By default, our entire language is set up in a way that categorizes and compares things, and then (usually) labels one of them ‘good’ or ‘bad’. No one would have a strong sense of being a woman[1] if there wasn’t an opposite gender to compare to.
Unfortunately, the average person lacks adequate insight into their own feelings to express them clearly and thoroughly[2]. Then we try, but often do a piss-poor job, and we get things like “I feel fat.” It would be impossible to generalize what everyone means when they say something like that. But we know that people with eating disorders, along with being preoccupied with food, often compare themselves to other people.
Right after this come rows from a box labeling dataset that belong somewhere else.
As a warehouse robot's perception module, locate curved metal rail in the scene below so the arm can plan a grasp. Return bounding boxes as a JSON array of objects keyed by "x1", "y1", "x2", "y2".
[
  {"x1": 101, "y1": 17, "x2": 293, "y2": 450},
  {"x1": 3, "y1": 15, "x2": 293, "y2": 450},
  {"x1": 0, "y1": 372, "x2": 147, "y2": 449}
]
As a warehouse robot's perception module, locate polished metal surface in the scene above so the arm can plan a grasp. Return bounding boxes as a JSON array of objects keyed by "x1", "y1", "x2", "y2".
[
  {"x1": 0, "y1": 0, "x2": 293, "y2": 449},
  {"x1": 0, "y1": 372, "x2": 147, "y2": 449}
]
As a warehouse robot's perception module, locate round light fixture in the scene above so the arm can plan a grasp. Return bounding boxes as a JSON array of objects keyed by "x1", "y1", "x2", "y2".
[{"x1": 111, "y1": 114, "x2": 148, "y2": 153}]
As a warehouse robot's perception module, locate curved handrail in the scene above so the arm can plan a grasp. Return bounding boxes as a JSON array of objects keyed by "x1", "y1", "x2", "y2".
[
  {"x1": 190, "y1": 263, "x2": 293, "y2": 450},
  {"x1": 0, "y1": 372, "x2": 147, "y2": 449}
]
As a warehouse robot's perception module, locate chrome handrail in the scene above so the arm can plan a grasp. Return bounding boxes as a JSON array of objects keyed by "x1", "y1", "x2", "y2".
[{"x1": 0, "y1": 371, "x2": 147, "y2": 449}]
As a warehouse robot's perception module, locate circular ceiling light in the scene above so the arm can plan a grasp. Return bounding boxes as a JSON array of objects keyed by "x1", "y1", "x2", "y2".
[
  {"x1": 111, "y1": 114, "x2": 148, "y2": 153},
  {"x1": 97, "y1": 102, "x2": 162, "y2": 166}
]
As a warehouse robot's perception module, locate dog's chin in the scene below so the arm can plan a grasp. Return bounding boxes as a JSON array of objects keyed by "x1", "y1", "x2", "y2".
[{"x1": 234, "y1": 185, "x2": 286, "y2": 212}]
We also know[3] that being underweight and/or malnourished disrupts essential biological processes and brain functions, having a drastic and serious effect on emotional regulation, judgment, and self-perception. To the anorexic mind, ‘fat’ is one of the worst things a person can be, so when all that negative affect is at it’s worse, it’s no wonder it might get generalized into a sense of “feeling” fat.
So, if you find yourself thinking or saying “I feel fat,” I challenge you to try again, and express how you’re feeling without using the word ‘fat’ (or any other descriptors for body size, for that matter!) Maybe you really mean you have a ‘sense of being’ fat. But what about that is significant? What feelings and emotions are provoking that specific idea?